With a little preliminary exercise, pushing the big road-roller on Garrison avenue and shoving marble blocks out of the Courthouse, I tackled our lawn with a new mower, put together by myself in accordance with instructions. Our lawn mower is painted a beautiful green on the blades, to keep out the rust. Also, it was never intended to cut. It would never do, in an emergency, to shave with.
Musically, our lawn mower for the first ten feet sang to my soul a song of sweet, rural peace and contentment.
Then it struck a snag and changed the tune.

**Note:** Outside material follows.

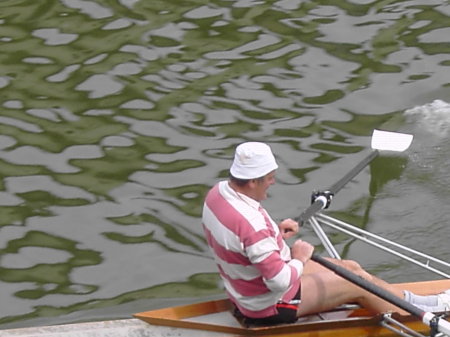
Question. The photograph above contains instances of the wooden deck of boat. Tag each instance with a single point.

In the course of two dashes I discovered that the spectacle of a bald-headed front-yard farmer trotting up and down behind a lawn mower was a thing to make acquaintance with. Two men I'd never seen in my life stopped and gazed at me, and one of them asked me if I was mowing my lawn. A little girl came by and stood cross-legged with her finger in her mouth, and, when I looked her way, snickered and ran home to tell her mother what a strange sight she had seen. Our grocer lingered to remark that it was a hot afternoon, and as if in confirmation of his remarkable perspicuity a lake of sweat fell like a cloudburst from my brow and drowned a hill of ants.
"Don't work so hard," said my wife, as I made another turn. "Why don't you take it easy?"
"I am taking it easy," I replied. "All I need now is a leather chair and a highball to look like the Maryland Club in repose!"
Sarcasm is one of my strong points, and my wife realized that she had goaded me into sharp retort, so she giggled at me and ran to the telephone to tell her mother that Henry was perfectly crazy about his new lawn mower and couldn't leave it alone for a minute.
With all those people looking on and my lawn mower hitting a rock or a hole every seven revolutions, I felt cheap. I felt as though it might have been myself whose jawbone was broken by Samson, or who bore Balaam to Jerusalem. The crowd kept growing, and a stream of honest toil rolled down my spine. Somehow or other I finished the job. Then I looked at the crowd. I left the lawn mower and walked over to them with a deadly glare in my eye.
"Any of you fellows want to fight?" I demanded rudely.